Environmental witch hunt


 

I really enjoy a well-written opinion piece, especially one touching on a subject I’m interested in.

So, you can imagine my delight when I read Chloe Vosters’ article in the Oct. 11 issue of Wisconsin State Farmer entitled: “A Tale of Two Manure Spills …and a Loss of Credibility.” [If you haven’t had an opportunity to read it, give it a Google] Vosters – a dairy science student at the University of Wisconsin-River Falls – plans to be the sixth generation of her family to farm and, based on her writing, is a very intelligent young lady. She was smart enough to quickly pick up on the dirty double standard present in some mainstream media – an animal manure spill is catastrophic news destined for the front-page while the release of raw human sewage is a yawner buried on page 4.

With deft skill, Vosters contrasted two articles – one covering the release of nearly 110 million gallons of raw sewage into rivers and lakes by the Milwaukee Metro Sewage District after a single rain event; the second a multi-day series investigating Wisconsin livestock operations, which have reportedly released about five million gallons of manure in the past seven years.

“As a young farmer with ambitions of my own, I am alarmed by the media’s double standard in the reporting exemplified by these two stories,” she stated in her opinion piece.

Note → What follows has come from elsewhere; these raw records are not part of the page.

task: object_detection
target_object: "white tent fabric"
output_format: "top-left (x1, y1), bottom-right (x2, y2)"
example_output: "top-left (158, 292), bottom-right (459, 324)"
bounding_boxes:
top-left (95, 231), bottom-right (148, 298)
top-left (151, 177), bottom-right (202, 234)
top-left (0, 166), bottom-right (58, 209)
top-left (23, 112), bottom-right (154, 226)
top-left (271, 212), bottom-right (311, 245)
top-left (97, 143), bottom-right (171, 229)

All of society should be. It’s not just occuring in Wisconsin. Recent coverage out of North Carolina following Hurricane Matthew has showed similar bias, helped in part by “exaggerated” reports from the environmental lobby. Pick up any daily newspaper in the days following the early October storm and you would be greeted by headlines such as “North Carolina’s Noxious Pig Farms” or “Exposing Fields of Filth” accompanied by aerial photos of flooded manure lagoons [handily supplied by the Waterkeeper Alliance].

Certainly, Hurricane Matthew spread destruction and flooding across eastern North Carolina farming operations. According to the N.C. Department of Environmental Quality, it flooded 14 manure lagoons, representing about 0.5 percent of the state’s permitted hog operations. But what the media and environmental lobbyists appear to be ignoring or glossing over is the fact that municipal wastewater plants spilled 62 million gallons of human sewage into rivers and streams following the hurricane. The Waterkeeper Alliance’s news releases saying nothing about municipal wastewater treatment plants.

“While people across North Carolina are working hard to protect lives and property, the Waterkeeper Alliance is exploiting this tragic situation to push their anti-farm agenda,” stated Deborah Johnson, CEO of the North Carolina Pork Council. “They remain focused on farms while ignoring the environmental impacts of spills from municipal waste systems and runoff from thousands of other sources.”

It would appear that old adage: “If it bleeds, it leads” has been replaced by: “If it’s animal manure, it’s a disaster. Human waste? Oh well.”